While they are making their way through the crowd, a woman grabs the doctor by his shoulders, a dismayed look on her face. John instinctively steps back, but she tightens her grip on him and stammers, "Is-is that really you?"

She turns pale; her bloodshot eyes stare at him as if she had just seen a ghost. John, visibly confused and uncomfortable, murmurs warily, "Excuse me, do I know you?"
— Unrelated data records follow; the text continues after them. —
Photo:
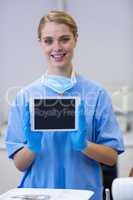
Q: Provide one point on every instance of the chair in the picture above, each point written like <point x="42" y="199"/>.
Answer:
<point x="122" y="188"/>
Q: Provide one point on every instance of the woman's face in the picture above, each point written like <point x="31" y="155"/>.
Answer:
<point x="58" y="44"/>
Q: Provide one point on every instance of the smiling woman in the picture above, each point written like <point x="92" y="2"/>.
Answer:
<point x="57" y="34"/>
<point x="65" y="159"/>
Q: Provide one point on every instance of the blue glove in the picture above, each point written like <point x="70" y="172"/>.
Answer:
<point x="79" y="138"/>
<point x="33" y="138"/>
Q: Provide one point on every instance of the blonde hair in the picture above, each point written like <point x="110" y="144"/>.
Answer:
<point x="59" y="17"/>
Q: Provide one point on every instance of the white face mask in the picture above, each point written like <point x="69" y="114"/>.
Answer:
<point x="59" y="83"/>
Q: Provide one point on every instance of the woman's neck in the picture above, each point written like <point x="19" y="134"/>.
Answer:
<point x="66" y="71"/>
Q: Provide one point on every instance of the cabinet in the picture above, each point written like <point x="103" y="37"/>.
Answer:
<point x="9" y="175"/>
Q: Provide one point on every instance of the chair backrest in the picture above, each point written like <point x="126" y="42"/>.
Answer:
<point x="122" y="188"/>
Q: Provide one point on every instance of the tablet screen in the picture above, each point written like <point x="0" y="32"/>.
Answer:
<point x="54" y="114"/>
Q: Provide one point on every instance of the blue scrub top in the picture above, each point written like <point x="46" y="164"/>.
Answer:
<point x="58" y="165"/>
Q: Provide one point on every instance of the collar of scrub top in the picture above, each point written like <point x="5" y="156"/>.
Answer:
<point x="45" y="76"/>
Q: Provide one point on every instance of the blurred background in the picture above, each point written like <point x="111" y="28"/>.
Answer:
<point x="104" y="53"/>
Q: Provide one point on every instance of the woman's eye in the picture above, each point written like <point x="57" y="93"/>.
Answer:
<point x="48" y="41"/>
<point x="64" y="40"/>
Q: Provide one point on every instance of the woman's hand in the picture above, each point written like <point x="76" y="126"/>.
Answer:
<point x="78" y="138"/>
<point x="33" y="138"/>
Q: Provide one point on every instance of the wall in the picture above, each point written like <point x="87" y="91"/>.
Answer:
<point x="105" y="40"/>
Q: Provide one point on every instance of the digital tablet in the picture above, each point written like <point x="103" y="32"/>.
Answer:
<point x="54" y="113"/>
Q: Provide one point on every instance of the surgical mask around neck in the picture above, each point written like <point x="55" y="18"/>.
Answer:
<point x="59" y="84"/>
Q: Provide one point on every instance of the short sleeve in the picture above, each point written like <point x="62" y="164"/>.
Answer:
<point x="107" y="129"/>
<point x="14" y="137"/>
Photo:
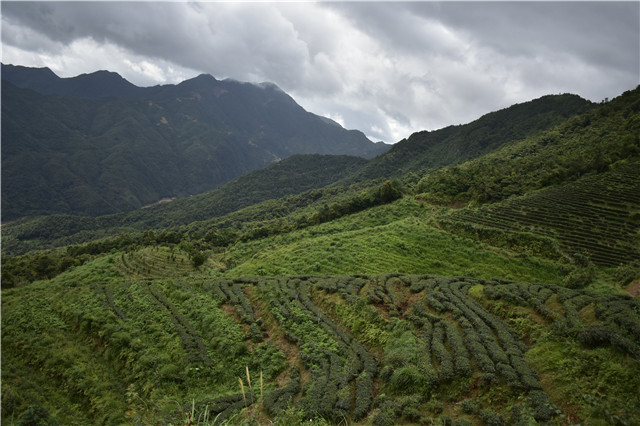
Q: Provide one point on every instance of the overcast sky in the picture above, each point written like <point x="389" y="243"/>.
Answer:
<point x="386" y="68"/>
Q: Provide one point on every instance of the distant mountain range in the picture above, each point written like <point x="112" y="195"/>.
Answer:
<point x="96" y="144"/>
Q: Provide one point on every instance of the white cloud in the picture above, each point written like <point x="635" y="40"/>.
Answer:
<point x="388" y="69"/>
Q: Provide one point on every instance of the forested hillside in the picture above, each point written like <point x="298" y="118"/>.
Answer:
<point x="456" y="144"/>
<point x="75" y="150"/>
<point x="500" y="290"/>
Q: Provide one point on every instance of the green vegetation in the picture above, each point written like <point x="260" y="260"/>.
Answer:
<point x="431" y="347"/>
<point x="503" y="290"/>
<point x="78" y="152"/>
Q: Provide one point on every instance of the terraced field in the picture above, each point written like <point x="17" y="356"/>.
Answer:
<point x="381" y="349"/>
<point x="596" y="217"/>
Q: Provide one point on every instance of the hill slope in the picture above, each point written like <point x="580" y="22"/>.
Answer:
<point x="456" y="144"/>
<point x="324" y="305"/>
<point x="92" y="155"/>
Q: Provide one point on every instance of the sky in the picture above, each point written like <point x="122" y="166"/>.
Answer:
<point x="386" y="68"/>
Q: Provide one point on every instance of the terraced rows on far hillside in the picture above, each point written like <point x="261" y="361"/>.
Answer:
<point x="382" y="348"/>
<point x="597" y="216"/>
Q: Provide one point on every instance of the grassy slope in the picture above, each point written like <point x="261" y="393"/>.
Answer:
<point x="126" y="335"/>
<point x="391" y="238"/>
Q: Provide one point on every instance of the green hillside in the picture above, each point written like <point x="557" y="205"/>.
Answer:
<point x="501" y="290"/>
<point x="456" y="144"/>
<point x="74" y="152"/>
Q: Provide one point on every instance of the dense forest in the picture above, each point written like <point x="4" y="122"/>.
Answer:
<point x="419" y="287"/>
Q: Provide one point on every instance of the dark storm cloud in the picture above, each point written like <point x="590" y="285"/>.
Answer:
<point x="386" y="68"/>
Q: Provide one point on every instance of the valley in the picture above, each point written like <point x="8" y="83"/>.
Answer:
<point x="422" y="286"/>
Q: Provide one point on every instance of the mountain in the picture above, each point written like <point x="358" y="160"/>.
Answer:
<point x="100" y="84"/>
<point x="416" y="154"/>
<point x="456" y="144"/>
<point x="74" y="150"/>
<point x="501" y="290"/>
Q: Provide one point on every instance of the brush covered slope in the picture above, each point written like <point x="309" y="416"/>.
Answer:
<point x="422" y="151"/>
<point x="373" y="304"/>
<point x="84" y="149"/>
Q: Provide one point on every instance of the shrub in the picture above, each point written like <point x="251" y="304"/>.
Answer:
<point x="491" y="418"/>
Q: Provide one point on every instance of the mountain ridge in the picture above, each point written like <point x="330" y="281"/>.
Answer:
<point x="94" y="155"/>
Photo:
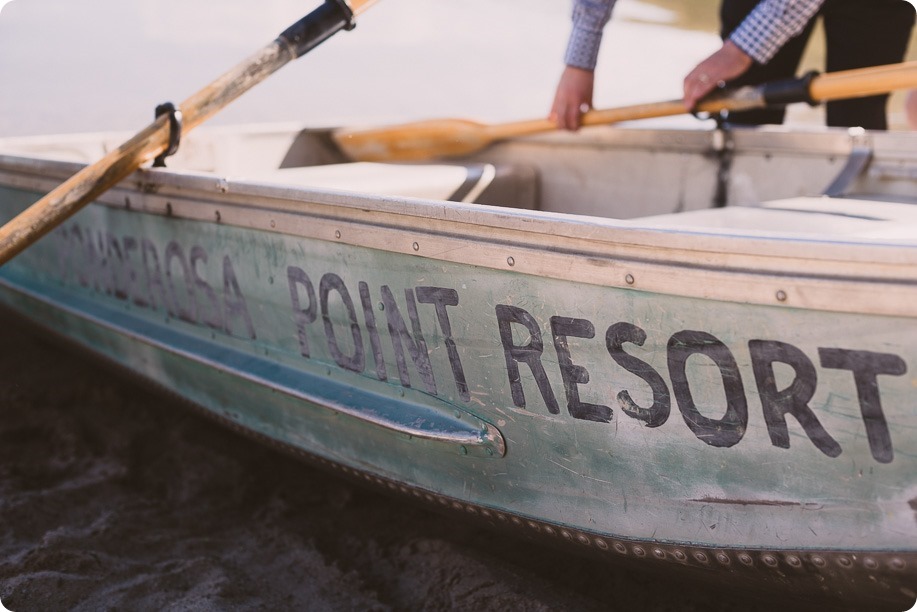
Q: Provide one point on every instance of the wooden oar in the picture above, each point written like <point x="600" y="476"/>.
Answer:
<point x="454" y="137"/>
<point x="92" y="181"/>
She is now shaking uncontrollably while tears stream down her face.

"Dad, is that you?"

Sherlock knits his brows at the scene as the woman continues, "Are you back because I'm letting you down? Oh, dad, I'm so sorry, I know that your company was the hard work of your life, nay, it was your entire life. And I've been trying to save it, I swear. But it's so damn difficult. Heaven knows I'd do anything to prevent it from going bankrupt. Anything. Are you angry, dad?" she cries, caressing John's cheek, who yanks his face away from her touch, ill-at-ease.

He throws a bewildered look at his flatmate.

"I haven't the faintest idea who she is. This woman is clearly delirious. She is hallucinating, and I guess that she's seeing her father in me, somehow." He squints his eyes at her and pronounces clearly, "Can you hear me? Are you feeling alright?" John tries to drag her back into reality.